Transcranial magnetic stimulation to understand pathophysiology and as potential treatment for neurodegenerative diseases

Zhen Ni, Robert Chen

Common neurodegenerative diseases include Parkinson's disease (PD), Alzheimer's disease (AD), amyotrophic lateral sclerosis (ALS) and Huntington's disease (HD). Transcranial magnetic stimulation (TMS) is a noninvasive and painless method to stimulate the human brain. Single- and paired-pulse TMS paradigms are powerful ways to study the pathophysiological mechanisms of neurodegenerative diseases. Motor evoked potential studied with single-pulse TMS is increased in PD, AD and ALS, but is decreased in HD. Changes in motor cortical excitability in neurodegenerative diseases may be related to functional deficits in cortical circuits or to compensatory mechanisms. Reduction or even absence of short interval intracortical inhibition induced by paired-pulse TMS is common in neurodegenerative diseases, suggesting that there are functional impairments of inhibitory cortical circuits. Decreased short latency afferent inhibition in AD, PD and HD may be related to the cortical cholinergic deficits in these conditions.
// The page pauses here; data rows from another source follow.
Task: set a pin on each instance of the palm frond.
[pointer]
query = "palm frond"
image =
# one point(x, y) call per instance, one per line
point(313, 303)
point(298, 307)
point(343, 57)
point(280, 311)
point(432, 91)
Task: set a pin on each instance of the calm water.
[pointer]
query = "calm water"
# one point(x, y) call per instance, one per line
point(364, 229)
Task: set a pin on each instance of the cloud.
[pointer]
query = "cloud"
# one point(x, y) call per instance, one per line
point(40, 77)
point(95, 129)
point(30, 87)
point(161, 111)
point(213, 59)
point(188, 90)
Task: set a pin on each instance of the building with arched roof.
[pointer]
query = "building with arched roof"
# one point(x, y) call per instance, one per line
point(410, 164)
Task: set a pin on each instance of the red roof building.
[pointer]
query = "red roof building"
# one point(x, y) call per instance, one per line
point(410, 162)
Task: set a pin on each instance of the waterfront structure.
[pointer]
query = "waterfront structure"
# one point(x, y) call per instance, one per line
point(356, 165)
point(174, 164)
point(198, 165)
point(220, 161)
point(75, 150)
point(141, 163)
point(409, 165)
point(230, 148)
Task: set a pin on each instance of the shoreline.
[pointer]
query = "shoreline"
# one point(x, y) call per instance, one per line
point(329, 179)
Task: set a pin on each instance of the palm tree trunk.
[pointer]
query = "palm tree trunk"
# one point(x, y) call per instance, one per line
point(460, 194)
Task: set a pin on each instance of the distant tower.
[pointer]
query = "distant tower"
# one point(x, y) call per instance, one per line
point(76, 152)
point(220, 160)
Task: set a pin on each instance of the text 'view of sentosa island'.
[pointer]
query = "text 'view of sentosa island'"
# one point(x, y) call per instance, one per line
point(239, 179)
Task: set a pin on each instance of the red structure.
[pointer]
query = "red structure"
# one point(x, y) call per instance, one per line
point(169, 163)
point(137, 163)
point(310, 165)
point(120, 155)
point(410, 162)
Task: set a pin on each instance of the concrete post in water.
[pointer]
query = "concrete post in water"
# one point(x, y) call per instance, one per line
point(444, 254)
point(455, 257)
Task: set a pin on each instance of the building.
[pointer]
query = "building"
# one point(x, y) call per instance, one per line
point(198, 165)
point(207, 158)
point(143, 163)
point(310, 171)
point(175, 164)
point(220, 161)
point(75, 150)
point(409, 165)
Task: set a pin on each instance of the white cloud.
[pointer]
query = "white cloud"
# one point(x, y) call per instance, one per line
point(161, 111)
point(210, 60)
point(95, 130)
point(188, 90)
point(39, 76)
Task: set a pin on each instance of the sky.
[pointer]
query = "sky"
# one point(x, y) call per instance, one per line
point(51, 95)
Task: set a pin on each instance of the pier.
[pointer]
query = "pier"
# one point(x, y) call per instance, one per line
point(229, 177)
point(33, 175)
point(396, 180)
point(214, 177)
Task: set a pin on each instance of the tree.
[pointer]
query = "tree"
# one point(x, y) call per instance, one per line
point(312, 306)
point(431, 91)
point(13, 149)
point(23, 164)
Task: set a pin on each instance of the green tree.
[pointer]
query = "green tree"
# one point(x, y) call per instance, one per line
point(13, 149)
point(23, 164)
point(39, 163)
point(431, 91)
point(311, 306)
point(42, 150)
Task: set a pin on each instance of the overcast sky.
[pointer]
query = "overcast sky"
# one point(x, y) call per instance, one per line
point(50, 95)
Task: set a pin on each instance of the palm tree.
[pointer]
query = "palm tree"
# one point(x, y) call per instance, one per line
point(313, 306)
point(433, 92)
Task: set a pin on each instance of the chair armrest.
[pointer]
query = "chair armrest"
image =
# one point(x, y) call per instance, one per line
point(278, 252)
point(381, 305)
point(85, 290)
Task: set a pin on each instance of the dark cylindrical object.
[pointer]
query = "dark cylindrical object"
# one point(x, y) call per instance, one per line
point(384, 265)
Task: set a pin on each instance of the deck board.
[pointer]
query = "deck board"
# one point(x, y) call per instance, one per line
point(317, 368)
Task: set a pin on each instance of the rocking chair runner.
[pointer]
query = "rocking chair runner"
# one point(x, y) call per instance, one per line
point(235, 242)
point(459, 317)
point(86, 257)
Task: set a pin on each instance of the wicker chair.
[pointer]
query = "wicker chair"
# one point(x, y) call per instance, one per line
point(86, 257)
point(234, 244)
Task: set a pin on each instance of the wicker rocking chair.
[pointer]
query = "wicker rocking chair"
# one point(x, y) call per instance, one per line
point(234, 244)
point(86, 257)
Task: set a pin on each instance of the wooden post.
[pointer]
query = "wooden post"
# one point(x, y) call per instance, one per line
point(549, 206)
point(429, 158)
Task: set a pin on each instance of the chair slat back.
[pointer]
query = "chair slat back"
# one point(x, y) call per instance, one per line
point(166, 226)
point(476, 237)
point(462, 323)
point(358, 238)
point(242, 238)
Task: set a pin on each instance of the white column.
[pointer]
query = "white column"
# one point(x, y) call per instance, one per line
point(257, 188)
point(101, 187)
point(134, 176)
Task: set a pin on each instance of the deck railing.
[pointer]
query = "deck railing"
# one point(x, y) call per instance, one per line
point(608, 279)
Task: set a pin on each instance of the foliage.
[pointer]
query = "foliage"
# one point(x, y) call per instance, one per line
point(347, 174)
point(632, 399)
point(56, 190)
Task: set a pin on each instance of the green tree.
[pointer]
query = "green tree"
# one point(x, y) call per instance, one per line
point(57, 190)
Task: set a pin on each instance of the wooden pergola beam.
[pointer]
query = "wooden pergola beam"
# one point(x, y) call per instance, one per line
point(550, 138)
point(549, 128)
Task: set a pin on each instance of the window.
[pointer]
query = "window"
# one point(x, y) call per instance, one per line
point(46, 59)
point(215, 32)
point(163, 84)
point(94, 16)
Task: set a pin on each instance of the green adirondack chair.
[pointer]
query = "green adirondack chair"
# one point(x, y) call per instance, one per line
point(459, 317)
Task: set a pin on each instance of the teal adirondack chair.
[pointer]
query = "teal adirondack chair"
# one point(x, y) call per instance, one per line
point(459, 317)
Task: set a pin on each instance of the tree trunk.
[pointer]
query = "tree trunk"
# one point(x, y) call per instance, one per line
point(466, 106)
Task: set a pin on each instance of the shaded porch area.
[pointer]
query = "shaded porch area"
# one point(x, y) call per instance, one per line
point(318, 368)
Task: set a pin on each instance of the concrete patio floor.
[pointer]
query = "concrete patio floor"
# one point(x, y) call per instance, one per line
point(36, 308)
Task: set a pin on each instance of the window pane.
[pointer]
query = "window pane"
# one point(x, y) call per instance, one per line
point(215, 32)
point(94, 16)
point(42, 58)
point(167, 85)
Cortical plasticity tested by paired associative stimulation or theta burst stimulation is impaired in PD, AD and HD. Repetitive TMS (rTMS) refers to the application of trains of regularly repeating TMS pulses. High-frequency facilitatory rTMS may improve motor symptoms in PD patients whereas low-frequency inhibitory stimulation is a potential treatment for levodopa induced dyskinesia. rTMS delivered both to the left and right dorsolateral prefrontal cortex improves memory in AD patients. Supplementary motor cortical stimulation in low frequency may be useful for HD patients. However, the effects of treatment with multiple sessions of rTMS for neurodegenerative diseases need to be tested in large, sham-controlled studies in the future before they can be adopted for routine clinical practice.